Poster C13, Sunday, March 26, 5:00 – 7:00 pm, Pacific Concourse
Racial Colorblindness: Ironic Attentional Processing of Racial Stimuli
Andre' Oliver1, Avi Ben-Zeev1, Mark W. Geisler1; 1San Francisco State University
Does racial colorblindness, a racial strategy that espouses that race does not and should not matter when interacting with others (Wolsko, et. al., 2000), lead to an increased attention to race via ironic activation? Specifically, we examined whether people who endorse higher levels of racial colorblindness [employing the Colorblind Racial Attitudes Scale (CoBRAS); Neville et. al., 2000] exhibit an attentional bias to racial cues (Black/White male faces).

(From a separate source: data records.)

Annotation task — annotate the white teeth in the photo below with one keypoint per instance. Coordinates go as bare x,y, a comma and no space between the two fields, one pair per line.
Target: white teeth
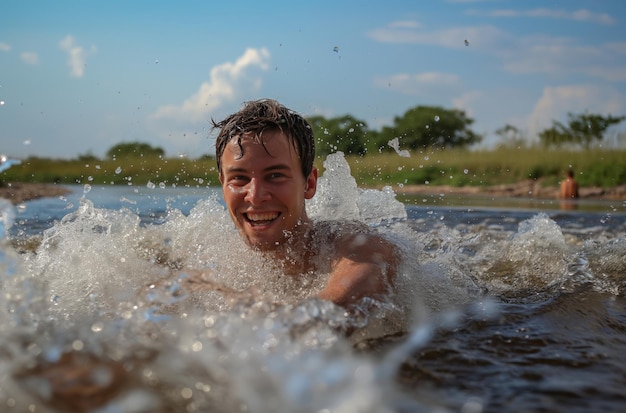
266,216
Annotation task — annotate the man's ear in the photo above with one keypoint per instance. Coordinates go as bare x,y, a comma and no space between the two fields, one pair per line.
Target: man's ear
311,184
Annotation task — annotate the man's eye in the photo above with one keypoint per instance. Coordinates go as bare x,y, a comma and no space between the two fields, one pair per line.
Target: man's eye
238,180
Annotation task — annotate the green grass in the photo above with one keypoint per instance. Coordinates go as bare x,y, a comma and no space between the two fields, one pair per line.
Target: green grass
480,168
135,171
454,167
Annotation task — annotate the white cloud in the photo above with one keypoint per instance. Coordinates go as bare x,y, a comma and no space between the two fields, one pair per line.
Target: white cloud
227,82
29,57
557,102
422,84
582,15
77,56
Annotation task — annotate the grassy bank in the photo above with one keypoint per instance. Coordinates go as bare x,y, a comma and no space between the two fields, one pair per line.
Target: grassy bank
601,168
481,168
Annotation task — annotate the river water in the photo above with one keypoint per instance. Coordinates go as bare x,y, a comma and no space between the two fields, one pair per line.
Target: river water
504,306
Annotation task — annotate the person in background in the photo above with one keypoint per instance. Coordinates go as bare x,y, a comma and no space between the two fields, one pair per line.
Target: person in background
265,155
569,186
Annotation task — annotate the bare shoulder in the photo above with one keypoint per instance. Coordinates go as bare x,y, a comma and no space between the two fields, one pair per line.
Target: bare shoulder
356,240
364,263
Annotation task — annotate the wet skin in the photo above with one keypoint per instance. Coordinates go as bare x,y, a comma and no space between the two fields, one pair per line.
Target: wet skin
264,189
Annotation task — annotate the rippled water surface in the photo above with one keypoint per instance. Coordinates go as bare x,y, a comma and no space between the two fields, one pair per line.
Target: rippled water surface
515,307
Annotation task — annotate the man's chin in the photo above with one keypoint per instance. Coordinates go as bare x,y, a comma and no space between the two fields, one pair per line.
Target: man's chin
263,245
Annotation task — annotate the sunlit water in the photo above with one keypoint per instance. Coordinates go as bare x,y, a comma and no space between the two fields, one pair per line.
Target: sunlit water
501,308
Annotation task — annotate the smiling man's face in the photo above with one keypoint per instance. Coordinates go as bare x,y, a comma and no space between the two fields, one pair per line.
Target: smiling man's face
264,189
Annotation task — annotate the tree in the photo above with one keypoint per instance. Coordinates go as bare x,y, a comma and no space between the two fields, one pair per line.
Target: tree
582,129
510,137
346,134
134,150
432,126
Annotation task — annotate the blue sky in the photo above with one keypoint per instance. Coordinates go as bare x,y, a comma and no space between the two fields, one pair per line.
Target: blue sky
78,77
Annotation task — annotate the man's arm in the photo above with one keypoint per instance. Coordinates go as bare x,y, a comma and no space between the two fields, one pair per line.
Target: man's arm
365,266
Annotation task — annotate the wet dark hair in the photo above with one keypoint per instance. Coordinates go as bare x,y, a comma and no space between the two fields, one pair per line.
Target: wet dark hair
259,116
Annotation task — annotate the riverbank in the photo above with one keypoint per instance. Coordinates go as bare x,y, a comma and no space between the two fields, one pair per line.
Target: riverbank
22,192
524,189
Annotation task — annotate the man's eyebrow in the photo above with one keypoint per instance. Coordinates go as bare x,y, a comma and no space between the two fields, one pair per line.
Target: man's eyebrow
276,167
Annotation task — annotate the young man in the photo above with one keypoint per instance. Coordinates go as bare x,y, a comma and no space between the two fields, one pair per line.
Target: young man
569,186
265,155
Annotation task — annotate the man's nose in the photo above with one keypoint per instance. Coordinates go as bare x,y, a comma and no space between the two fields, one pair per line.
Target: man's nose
256,192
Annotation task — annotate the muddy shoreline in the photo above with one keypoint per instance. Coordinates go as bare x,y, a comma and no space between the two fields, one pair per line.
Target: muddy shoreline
22,192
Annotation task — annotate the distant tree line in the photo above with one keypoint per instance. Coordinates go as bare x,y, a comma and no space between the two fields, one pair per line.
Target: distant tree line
419,128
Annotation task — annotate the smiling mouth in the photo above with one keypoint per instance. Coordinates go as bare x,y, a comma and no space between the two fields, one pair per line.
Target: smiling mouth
260,218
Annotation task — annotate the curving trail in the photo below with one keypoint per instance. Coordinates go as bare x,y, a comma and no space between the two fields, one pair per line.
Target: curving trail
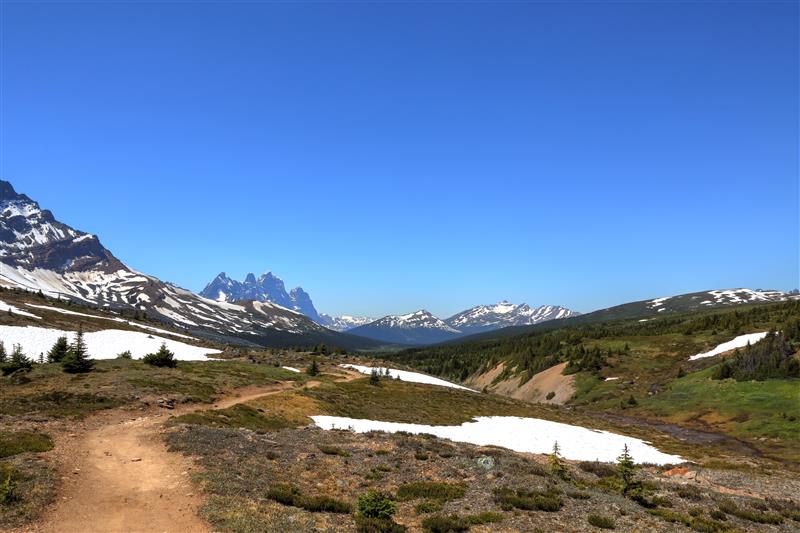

Participants completed a modified visual dot-probe task followed by the CoBRAS. Using the dot-probe task, we provide evidence for an ironic attention effect, such that individuals who endorse higher levels of colorblindness show more attention to racial stimuli (Black and White male faces). A 2x2 mixed factorial ANOVA (Colorblindness: High versus Low by Target Race: Black vs. White), was significant, F(1, 85) = 5.12, p. = .026, η² = .1 and revealed that a higher level of colorblindness was associated with greater attention (fasters RTs) to both the Black, t(85)= 2.01, p. = .048, d = .43, and White male targets, t(85)= 2.56, p = .012, d = .56. This suggests, ironically, faster reaction times and greater activation of attention to racial stimuli occurs when one endorses greater levels of racial colorblindness. This paradigm will be used to address the cognitive underpinnings of colorblindness, ironic activation, and attentional processing of race in relation to event related potential (ERP) studies.